Observed Power, sometimes called "post hoc power" or "retrospective power," is a metric that attempts to estimate how likely your test was to detect a real difference between variations, based on the data observed after your test has concluded.

Convert has introduced Observed Power in its reports for transparency and completeness, but it is important to interpret this metric with caution.

🔍 What Is Observed Power?

Observed Power is a calculation based on your test's:

  • Observed effect size
  • Sample size (number of visitors)
  • Variance in the data
  • Confidence level used in the test

It estimates the probability that the test could detect the observed effect size if the test were repeated under similar conditions. In simple terms, it tries to answer the question: "Given the test results, how likely was it that we could detect an effect if one truly existed?"

📊 Where Is Observed Power Displayed?

Observed Power is not displayed by default in the Convert Experience Report.

  • You can choose to display it manually by selecting it in the report table.
  • When shown, it appears with an information icon.
    op1

    op2
  • This ensures users understand its advisory role in decision making.

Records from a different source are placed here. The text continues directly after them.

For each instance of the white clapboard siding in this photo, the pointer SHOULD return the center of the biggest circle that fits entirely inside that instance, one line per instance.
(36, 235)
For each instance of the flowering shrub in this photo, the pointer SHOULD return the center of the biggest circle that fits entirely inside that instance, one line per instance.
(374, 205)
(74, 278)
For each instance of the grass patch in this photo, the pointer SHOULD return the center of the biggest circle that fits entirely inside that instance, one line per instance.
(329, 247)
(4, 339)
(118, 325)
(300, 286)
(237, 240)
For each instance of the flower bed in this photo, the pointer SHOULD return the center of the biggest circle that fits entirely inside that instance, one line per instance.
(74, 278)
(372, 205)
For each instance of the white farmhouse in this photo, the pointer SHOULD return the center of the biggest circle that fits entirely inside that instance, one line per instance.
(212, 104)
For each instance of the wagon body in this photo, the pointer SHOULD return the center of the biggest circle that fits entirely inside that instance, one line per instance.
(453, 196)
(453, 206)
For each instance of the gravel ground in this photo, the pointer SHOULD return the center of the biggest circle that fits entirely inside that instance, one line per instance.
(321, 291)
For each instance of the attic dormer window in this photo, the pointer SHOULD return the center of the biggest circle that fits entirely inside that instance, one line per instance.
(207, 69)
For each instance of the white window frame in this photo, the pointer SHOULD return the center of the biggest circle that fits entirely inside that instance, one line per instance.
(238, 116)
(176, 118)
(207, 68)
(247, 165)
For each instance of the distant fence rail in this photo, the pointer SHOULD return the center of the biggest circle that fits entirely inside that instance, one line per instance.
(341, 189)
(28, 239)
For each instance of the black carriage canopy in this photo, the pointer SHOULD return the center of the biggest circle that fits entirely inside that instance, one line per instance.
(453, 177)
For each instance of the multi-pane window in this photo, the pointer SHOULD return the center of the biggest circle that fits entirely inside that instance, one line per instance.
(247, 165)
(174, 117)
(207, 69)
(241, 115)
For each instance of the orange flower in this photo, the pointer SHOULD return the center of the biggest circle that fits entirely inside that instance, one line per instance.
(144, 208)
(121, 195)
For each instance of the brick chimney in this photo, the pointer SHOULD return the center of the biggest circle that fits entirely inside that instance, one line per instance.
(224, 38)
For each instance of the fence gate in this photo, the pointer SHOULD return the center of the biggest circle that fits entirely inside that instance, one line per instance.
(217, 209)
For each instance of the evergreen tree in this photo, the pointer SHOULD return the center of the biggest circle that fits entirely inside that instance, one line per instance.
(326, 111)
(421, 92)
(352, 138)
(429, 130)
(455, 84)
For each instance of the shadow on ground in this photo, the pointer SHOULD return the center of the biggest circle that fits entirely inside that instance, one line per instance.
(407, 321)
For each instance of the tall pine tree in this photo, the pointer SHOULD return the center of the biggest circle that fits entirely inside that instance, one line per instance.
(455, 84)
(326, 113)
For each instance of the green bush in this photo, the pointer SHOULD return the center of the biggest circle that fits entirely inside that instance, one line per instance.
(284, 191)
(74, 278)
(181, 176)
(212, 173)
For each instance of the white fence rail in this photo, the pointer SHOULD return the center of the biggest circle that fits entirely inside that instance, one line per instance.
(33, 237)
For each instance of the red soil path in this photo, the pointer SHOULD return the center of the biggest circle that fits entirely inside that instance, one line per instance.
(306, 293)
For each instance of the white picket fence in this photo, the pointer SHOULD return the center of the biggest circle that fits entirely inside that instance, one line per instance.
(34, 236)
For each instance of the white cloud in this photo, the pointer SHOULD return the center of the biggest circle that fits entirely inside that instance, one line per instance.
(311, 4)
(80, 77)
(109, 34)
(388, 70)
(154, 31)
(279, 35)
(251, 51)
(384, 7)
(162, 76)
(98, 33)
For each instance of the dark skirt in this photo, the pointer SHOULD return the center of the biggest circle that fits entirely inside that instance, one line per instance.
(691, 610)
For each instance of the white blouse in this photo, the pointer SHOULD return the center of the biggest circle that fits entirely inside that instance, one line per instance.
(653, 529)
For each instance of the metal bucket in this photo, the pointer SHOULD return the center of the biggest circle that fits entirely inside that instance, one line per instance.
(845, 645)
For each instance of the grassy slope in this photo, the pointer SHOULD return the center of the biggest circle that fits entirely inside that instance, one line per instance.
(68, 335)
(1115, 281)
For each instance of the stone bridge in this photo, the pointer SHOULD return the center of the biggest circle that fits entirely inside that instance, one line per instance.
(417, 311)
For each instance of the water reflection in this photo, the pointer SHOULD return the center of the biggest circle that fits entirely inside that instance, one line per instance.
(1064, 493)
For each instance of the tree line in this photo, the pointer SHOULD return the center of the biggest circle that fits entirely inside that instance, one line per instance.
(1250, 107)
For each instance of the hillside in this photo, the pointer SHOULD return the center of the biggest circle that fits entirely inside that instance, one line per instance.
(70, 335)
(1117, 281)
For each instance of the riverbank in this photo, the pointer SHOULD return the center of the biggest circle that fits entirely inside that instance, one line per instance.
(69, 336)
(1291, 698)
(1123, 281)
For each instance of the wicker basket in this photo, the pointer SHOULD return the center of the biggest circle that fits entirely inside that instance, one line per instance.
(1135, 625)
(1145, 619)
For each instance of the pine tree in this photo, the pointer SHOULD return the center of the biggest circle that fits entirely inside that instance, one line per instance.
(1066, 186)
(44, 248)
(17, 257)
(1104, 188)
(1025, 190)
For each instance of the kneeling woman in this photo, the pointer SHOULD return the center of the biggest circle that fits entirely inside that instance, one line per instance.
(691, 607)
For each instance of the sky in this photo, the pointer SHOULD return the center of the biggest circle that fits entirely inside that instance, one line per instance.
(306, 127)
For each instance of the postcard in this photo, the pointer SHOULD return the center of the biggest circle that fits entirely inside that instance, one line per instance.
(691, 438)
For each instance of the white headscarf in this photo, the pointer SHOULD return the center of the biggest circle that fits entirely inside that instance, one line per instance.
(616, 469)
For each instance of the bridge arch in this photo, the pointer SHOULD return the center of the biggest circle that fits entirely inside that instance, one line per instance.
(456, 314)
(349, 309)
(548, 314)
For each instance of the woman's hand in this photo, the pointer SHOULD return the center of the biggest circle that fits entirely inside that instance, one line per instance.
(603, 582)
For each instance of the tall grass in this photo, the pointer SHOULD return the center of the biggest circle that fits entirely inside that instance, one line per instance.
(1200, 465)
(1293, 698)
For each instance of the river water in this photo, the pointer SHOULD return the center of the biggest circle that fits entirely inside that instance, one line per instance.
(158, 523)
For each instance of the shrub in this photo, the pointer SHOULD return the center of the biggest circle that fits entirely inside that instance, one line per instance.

🔢 How to Interpret Observed Power

  • High Observed Power (> 0.80): Suggests the test had sufficient sample size and a strong enough effect size to confidently detect differences, if any.
  • Low Observed Power (< 0.80): Suggests the test may not have had enough data to detect an effect, even if one existed. This often results from:
    • High variance in the data
    • Small sample sizes
    • Small actual effect sizes

⚠️ Why Caution Is Important

Statistical experts warn against over-relying on Observed Power because:

  1. It's Redundant: Observed Power is a direct mathematical function of the p-value. Interpreting both together adds no new insight.
  2. It Can Be Misleading: It may wrongly indicate that a statistically significant result is untrustworthy just because observed power is low.
  3. It Encourages Peeking: Using observed power to decide whether to extend a test introduces a high risk of inflating the false positive rate (Type I error).

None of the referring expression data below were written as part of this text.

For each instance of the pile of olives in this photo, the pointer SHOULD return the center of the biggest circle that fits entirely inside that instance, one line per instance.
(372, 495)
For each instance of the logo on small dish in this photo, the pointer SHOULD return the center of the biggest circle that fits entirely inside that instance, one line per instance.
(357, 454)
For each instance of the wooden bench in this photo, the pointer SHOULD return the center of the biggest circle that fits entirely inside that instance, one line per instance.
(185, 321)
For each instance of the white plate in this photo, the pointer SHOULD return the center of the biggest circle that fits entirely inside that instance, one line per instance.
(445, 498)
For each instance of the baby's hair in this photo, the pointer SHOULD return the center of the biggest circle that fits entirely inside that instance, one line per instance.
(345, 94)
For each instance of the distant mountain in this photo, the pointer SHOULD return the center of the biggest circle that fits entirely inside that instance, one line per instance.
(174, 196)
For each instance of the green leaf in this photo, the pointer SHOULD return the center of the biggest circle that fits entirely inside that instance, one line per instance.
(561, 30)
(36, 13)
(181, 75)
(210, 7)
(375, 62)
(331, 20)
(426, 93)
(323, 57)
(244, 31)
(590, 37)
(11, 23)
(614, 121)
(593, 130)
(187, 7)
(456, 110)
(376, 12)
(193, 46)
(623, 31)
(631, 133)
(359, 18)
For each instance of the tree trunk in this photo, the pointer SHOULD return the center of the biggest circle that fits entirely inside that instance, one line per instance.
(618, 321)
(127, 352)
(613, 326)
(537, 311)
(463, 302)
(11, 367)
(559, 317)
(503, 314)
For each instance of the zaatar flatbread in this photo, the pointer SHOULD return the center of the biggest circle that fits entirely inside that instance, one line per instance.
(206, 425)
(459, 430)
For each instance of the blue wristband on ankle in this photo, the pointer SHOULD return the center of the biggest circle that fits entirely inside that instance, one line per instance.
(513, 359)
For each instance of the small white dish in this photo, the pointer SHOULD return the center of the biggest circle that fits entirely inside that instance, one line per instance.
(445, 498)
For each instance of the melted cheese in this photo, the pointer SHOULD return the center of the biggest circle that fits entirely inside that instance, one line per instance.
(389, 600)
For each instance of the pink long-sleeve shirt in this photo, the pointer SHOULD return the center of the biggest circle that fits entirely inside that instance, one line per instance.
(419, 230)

Using observed power as a decision-making tool can lead to practices that damage the statistical integrity of your experiments.

For a detailed critique, see this in-depth analysis.

📘 Best Practices

  • Do not require high Observed Power to validate a statistically significant result. A significant result is already enough to reject the null hypothesis under standard conditions.
  • Use Observed Power as an optional, informational metric—not a determinant for test validity.
  • Consider Variance: If you must interpret Observed Power, also examine the variance of the metric being tested, as high variance can suppress observed power despite a large sample size.

Use Smart Recommendations: Convert’s Smart Recommendations will guide you on whether to extend or conclude a test based on reliable indicators like significance, lift, and improvement.

📋 Summary

Observed Power is now available in Convert Experience Reports to enhance transparency. However, it should be used with a clear understanding of its limitations and risks.

Use it as a supplementary tool, not a guiding metric.